Patcharaporn Panwong. Noise-induced ensemble generation for data clustering framework and application. Doctoral Degree(Computer Engineering). Mae Fah Luang University. Learning Resources and Educational Media Center. : Mae Fah Luang University, 2021.
Noise-induced ensemble generation for data clustering framework and application
Abstract:
With a usual interpretation regarding the negative effects of noise on data analysis, it may be eliminated from a data collection under investigation in the cleansing process. Besides, this has also been overcome using a noise-tolerant method, which is designed to minimize the impact of erroneous readings and preserve the integrity of exposed knowledge.

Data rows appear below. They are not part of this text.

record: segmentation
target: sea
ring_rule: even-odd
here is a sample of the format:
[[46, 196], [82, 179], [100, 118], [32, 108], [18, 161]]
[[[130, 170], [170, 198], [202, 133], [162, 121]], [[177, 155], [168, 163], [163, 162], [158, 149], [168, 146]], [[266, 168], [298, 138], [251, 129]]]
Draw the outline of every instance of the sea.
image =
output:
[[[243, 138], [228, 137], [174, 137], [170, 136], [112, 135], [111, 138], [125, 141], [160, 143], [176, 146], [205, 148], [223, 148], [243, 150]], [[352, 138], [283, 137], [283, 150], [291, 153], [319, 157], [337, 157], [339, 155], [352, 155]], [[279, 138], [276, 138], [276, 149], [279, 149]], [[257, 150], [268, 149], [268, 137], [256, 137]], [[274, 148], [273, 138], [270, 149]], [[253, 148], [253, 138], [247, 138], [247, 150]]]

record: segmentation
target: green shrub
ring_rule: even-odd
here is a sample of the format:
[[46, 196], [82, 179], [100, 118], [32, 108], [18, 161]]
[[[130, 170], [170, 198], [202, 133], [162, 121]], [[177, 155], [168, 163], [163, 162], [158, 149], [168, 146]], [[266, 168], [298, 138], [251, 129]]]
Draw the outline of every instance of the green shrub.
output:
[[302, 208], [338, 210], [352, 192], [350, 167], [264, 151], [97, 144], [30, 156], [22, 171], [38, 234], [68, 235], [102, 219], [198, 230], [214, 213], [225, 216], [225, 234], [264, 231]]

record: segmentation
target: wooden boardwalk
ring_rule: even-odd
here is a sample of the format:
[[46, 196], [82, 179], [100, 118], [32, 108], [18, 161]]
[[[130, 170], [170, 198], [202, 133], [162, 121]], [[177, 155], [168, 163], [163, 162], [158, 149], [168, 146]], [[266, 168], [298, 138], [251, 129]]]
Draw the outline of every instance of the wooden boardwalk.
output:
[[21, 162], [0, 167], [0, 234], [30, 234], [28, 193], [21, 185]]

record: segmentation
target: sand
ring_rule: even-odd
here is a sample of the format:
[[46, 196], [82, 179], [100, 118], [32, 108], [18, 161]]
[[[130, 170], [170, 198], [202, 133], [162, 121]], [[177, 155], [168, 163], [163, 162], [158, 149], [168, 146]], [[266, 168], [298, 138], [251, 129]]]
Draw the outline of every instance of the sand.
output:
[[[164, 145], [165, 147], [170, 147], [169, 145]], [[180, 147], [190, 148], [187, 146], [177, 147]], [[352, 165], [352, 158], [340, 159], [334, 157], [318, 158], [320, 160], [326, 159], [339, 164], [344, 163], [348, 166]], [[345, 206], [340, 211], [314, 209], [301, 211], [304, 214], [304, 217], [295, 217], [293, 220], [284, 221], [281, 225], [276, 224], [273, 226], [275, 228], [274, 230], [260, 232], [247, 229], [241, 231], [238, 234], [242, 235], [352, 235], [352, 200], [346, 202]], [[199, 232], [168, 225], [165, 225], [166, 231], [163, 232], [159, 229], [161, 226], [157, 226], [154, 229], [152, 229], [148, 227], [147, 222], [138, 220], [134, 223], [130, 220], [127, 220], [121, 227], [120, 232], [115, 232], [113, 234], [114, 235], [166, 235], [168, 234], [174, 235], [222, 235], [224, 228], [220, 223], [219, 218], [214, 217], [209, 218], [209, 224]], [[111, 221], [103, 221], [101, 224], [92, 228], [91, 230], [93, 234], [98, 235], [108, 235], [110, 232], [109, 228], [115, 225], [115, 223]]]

On the other hand, there are a few studies that have recently discovered a way to make good use of noise, such as privacy-preserving data analytic, single and ensemble clustering. Specific to consensus clustering, this research introduces a unique study of employing noise in the process of cluster ensemble generation to be a framework of attribute-wise noise injection, which is called noise-induced ensemble generation. The proposed framework has proven effective to increase diversity within an ensemble, based on the data perturbation with different levels of noise of 1-10% and eight investigated noise-injection cases. It is designed to improve the existing strategy, i.e., the coupling of k-means and random-k strategies. The experimental results with fifteen UCI benchmarks and different validity indices often outperform the baseline counterpart, with respect to both groups of dataset with partly- and highly-overlapped clusters. To this extent, the work presents a context-based application of the noise-injection cases, where other variables such as noise ratios and perturbation parameters have also been analyzed and discussed. Of course, this provides such a useful guideline for the practical use of the new ensemble clustering technique. In addition to those benchmark data collections, it is applied to the light curve data that categorizes a range of astronomical objects. A more accurate clustering is achieved by using this novel generation strategy, especially with a more complex consensus function like graphSpec. There are several questions left to be further explored, which are summarized as future works at the end of this thesis.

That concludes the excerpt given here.